Index theorems, in this context, instantiate relations between “conserved” quantities—here, the quasi-equilibria of basins of attraction in parameter space—and underlying topological form—here, the cognitive network conformations of Fig. 1.2. Section 1.4, however, described how that network was itself defined in terms of equivalence classes of meaningful paths that, in turn, defined groupoids, a significant generalization of the group symmetries more familiar to physicists.

The approach, then, in a sense—via the groupoid construction—generalizes the famous relation between group symmetries and conservation laws uncovered by E. Noether that has become the central foundation of modern physics (Byers 1999). Thus this work proposes a kind of Noetherian (NER-terian) statistical dynamics of the living state. The saving grace of the method is that it represents the fitting of dynamic regression-like statistical models based on the asymptotic limit theorems of information theory to data, and does not presume to be a “real” picture of the underlying systems and their time behaviors: biology is not relativity theory.

As with simple fitted regression equations, actual scientific inference is done most often by comparing the same systems under different, and different systems under the same, conditions. Statistics is not science, and one can easily imagine the necessity of “nonparametric” or “non-Noetherian” models.

1.10 Phase Transition Approaches

Basic Ideas

Given sufficient available metabolic free energy, it is possible to refine the topological “renormalization” arguments of Sect. 1.6 in terms of the joint uncertainty measure driven by changes in the coupling parameter ω. Joint dynamic trajectories are assumed constrained by crosstalk, as indexed by ω, so that the probability distribution density function of a joint information source representing linked cognitive submodules is given, in a first approximation, by the standard expression for the Gibbs distribution

 $$\displaystyle{ P[H(X_{1},\ldots,X_{n})] = \frac{\exp [-H/\kappa \omega ]} {\int \exp [-H/\kappa \omega ]dH}, }$$

(1.16)

where κ is a scaling constant. Roughly, increasing the crosstalk measure ω permits higher “symmetries” by allowing more interaction.

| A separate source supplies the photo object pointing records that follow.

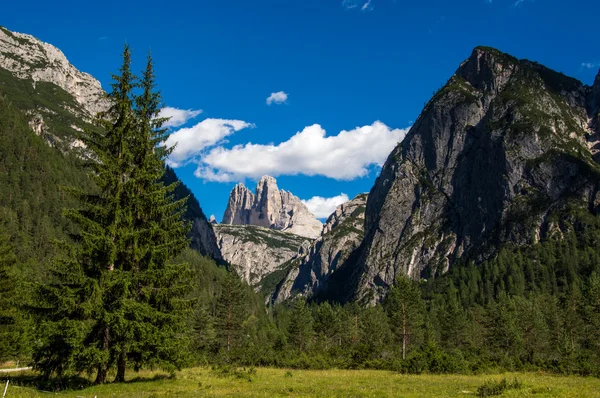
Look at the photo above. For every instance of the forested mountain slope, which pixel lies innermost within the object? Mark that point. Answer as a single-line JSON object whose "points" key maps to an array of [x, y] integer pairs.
{"points": [[496, 155]]}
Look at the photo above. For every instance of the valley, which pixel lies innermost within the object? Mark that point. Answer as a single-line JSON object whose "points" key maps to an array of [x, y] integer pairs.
{"points": [[472, 259]]}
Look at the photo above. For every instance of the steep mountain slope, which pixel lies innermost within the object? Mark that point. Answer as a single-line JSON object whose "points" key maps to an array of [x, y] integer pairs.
{"points": [[270, 208], [31, 59], [56, 101], [501, 148], [342, 234], [256, 252]]}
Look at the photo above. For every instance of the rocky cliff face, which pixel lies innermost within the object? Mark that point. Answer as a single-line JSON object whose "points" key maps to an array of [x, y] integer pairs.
{"points": [[501, 147], [29, 58], [59, 100], [342, 235], [270, 208], [255, 252]]}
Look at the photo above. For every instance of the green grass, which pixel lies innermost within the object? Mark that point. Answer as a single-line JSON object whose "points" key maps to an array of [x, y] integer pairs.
{"points": [[266, 382]]}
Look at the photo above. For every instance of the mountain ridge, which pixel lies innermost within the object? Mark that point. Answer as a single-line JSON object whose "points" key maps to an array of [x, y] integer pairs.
{"points": [[270, 207], [500, 146]]}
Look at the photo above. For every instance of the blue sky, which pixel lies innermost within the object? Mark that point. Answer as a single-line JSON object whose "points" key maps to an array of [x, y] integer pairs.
{"points": [[343, 65]]}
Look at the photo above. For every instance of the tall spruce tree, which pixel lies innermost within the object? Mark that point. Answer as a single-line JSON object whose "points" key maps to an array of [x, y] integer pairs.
{"points": [[13, 327], [116, 296], [406, 311], [230, 312]]}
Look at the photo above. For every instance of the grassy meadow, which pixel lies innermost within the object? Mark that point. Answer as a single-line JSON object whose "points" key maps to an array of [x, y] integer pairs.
{"points": [[267, 382]]}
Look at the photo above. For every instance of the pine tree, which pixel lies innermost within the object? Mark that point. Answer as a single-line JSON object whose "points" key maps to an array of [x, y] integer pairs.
{"points": [[300, 329], [230, 312], [13, 328], [117, 293], [153, 314], [406, 311]]}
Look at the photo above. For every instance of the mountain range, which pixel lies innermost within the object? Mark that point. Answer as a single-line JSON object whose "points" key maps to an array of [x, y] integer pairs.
{"points": [[497, 158]]}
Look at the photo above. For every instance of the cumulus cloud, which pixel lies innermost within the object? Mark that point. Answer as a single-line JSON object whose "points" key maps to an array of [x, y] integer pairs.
{"points": [[590, 65], [278, 98], [362, 4], [367, 6], [345, 156], [178, 117], [190, 142], [323, 207]]}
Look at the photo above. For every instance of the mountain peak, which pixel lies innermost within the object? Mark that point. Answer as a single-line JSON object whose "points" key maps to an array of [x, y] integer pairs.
{"points": [[26, 57], [271, 208]]}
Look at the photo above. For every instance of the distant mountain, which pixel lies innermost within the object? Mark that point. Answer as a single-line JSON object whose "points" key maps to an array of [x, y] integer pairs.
{"points": [[257, 252], [343, 232], [270, 208], [502, 155], [42, 90]]}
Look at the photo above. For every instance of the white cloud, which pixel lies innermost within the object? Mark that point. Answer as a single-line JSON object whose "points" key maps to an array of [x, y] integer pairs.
{"points": [[323, 207], [367, 6], [278, 98], [590, 65], [351, 4], [178, 117], [345, 156], [191, 141]]}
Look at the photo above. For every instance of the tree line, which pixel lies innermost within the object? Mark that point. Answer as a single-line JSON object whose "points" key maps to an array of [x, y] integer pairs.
{"points": [[113, 286]]}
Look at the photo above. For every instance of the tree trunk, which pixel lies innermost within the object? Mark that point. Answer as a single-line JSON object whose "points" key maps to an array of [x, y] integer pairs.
{"points": [[121, 365], [403, 336], [101, 377]]}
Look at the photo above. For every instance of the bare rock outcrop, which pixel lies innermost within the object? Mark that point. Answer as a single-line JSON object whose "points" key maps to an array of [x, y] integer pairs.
{"points": [[271, 208], [27, 57], [342, 235], [494, 154], [255, 252]]}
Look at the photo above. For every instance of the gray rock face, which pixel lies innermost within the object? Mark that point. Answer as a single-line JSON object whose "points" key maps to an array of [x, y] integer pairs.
{"points": [[29, 58], [342, 234], [26, 57], [255, 252], [493, 154], [270, 208]]}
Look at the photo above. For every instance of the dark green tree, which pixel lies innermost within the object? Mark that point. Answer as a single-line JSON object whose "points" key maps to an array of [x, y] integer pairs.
{"points": [[117, 294], [13, 327], [300, 329], [406, 311], [231, 311]]}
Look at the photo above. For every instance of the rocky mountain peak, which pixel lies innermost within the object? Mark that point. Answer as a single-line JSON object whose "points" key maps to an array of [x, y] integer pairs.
{"points": [[487, 69], [271, 208], [496, 151], [342, 234], [26, 57]]}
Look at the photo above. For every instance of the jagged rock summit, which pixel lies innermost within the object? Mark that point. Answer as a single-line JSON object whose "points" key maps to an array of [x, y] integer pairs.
{"points": [[27, 57], [342, 235], [271, 208], [495, 158]]}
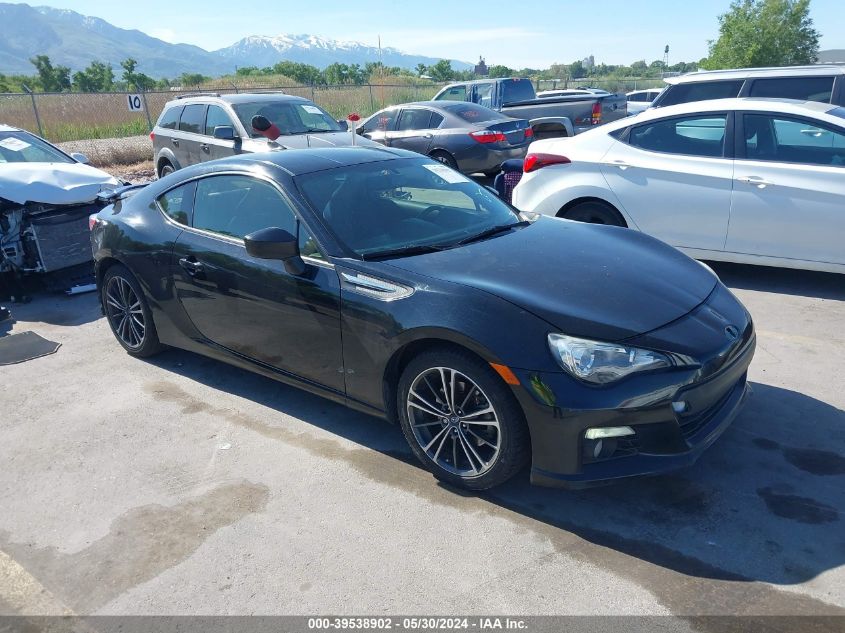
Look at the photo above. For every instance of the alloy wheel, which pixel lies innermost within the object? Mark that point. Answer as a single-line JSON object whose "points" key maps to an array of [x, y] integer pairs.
{"points": [[125, 313], [454, 422]]}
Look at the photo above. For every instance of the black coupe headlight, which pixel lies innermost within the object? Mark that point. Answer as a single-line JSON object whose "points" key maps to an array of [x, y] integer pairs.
{"points": [[602, 363]]}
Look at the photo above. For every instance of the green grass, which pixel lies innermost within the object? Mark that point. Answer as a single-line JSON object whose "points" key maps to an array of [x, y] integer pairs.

The Gibbs distribution may not work well for systems whose dynamics are thermodynamically open, and it is possible to generalize the treatment, using an adiabatic approximation in which the dynamics remain “close enough” to a form in which the mathematical theory can work, adapting standard phase transition formalism for shifts between adiabatic realms. In particular, rather than using exponential terms, one might well use any functional form g(H, ω) such that the integral over H converges.

A partition function-analog can be defined as

 $$\displaystyle{ Z(\kappa \omega ) =\int \exp [-H/\kappa \omega ]dH }$$

(1.17)

Now define a “free energy,” F, over the full set of possible dynamic trajectories as constrained by ω, as

 $$\displaystyle{ \exp [-F/\kappa \omega ] \equiv \int \exp [-H/\kappa \omega ]dH, }$$

(1.18)

so that

 $$\displaystyle{ F(\kappa \omega ) = -\kappa \omega \log [Z(\kappa \omega )]\,. }$$

(1.19)

This is to be taken as a Morse Function, in the sense of the Mathematical Appendix. Other—essentially similar—Morse Functions may perhaps be defined on this system, having a more “natural” interpretation from information theory.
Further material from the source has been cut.